A matemática da dívida
O xadrez fiscal da administração Trump é complexo. As novas tarifas, que variam de 10% a 12,5%, foram impostas sob a justificativa de combater o uso de trabalho forçado em parceiros comerciais. Elas substituem um conjunto de sobretaxas mais amplo, que o presidente havia tentado implementar por meio de poderes de emergência econômica (a lei IEEPA), mas que a Suprema Corte barrou em fevereiro. A decisão não apenas invalidou a fonte de receita, como obrigou o governo a devolver cerca de US$ 175 bilhões já coletados.
O objetivo declarado de Trump para as tarifas era ambicioso: usar os recursos para abater parte da colossal dívida nacional de US$ 39 trilhões. Contudo, a análise do CRFB demonstra a distância entre a retórica e a realidade orçamentária. O rombo de US$ 825 bilhões na projeção de arrecadação para a próxima década significa que a trajetória da dívida será pouco alterada. O comitê estima que a dívida atingirá 122% do PIB em 2036 com as novas medidas, contra uma projeção base de 120% — uma diferença marginal.
O xadrez fiscal e o legado
Embora o governo afirme que o propósito principal das tarifas é "pagar a dívida em grande quantidade", os números indicam que o caminho é mais árduo. As novas sobretaxas, amparadas pela Seção 301 do Trade Act, possuem maior segurança jurídica que as anteriores, mas seu alcance é menor. O CRFB aponta que, para compensar integralmente a receita perdida pela decisão da Suprema Corte, seriam necessárias ações adicionais.
As opções sobre a mesa são politicamente custosas: impor ainda mais tarifas, aumentar outros impostos ou promover cortes de despesas. Cada uma dessas vias carrega um capital político e um impacto econômico distintos. A insistência na estratégia tarifária sinaliza uma preferência por uma política protecionista, mas a colisão com os limites fiscais e legais expõe as dificuldades de financiar promessas de campanha.

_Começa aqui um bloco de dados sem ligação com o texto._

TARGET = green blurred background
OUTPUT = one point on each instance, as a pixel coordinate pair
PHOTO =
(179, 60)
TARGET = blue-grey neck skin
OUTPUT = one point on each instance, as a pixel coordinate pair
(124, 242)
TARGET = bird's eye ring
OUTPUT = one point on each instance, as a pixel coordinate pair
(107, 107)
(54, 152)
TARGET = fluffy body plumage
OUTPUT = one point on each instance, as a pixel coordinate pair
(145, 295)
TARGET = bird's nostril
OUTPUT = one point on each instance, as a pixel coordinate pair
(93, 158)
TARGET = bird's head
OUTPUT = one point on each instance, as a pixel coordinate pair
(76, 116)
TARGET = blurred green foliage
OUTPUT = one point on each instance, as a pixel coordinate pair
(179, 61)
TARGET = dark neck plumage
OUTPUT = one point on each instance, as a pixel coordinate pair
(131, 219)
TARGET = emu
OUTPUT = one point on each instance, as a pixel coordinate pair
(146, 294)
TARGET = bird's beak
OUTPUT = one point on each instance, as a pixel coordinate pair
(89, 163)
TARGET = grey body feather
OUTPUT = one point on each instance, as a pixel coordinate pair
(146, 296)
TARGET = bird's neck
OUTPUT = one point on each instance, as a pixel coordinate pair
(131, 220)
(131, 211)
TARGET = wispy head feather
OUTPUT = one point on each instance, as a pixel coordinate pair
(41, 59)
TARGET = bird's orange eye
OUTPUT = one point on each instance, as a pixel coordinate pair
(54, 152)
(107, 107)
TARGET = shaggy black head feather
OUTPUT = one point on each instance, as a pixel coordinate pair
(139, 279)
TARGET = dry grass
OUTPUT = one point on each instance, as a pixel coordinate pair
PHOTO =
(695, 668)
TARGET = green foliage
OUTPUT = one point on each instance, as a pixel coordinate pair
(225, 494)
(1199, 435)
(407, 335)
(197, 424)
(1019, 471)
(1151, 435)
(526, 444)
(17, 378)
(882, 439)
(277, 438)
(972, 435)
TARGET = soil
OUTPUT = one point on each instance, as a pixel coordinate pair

O dilema da Casa Branca, portanto, transcende a guerra comercial. Ele se torna uma questão central de responsabilidade fiscal. Sem novas fontes de receita ou ajustes significativos no gasto público, o plano de usar o comércio exterior para reequilibrar as contas americanas parece, até o momento, mais uma aspiração do que uma estratégia com fundamentos sólidos.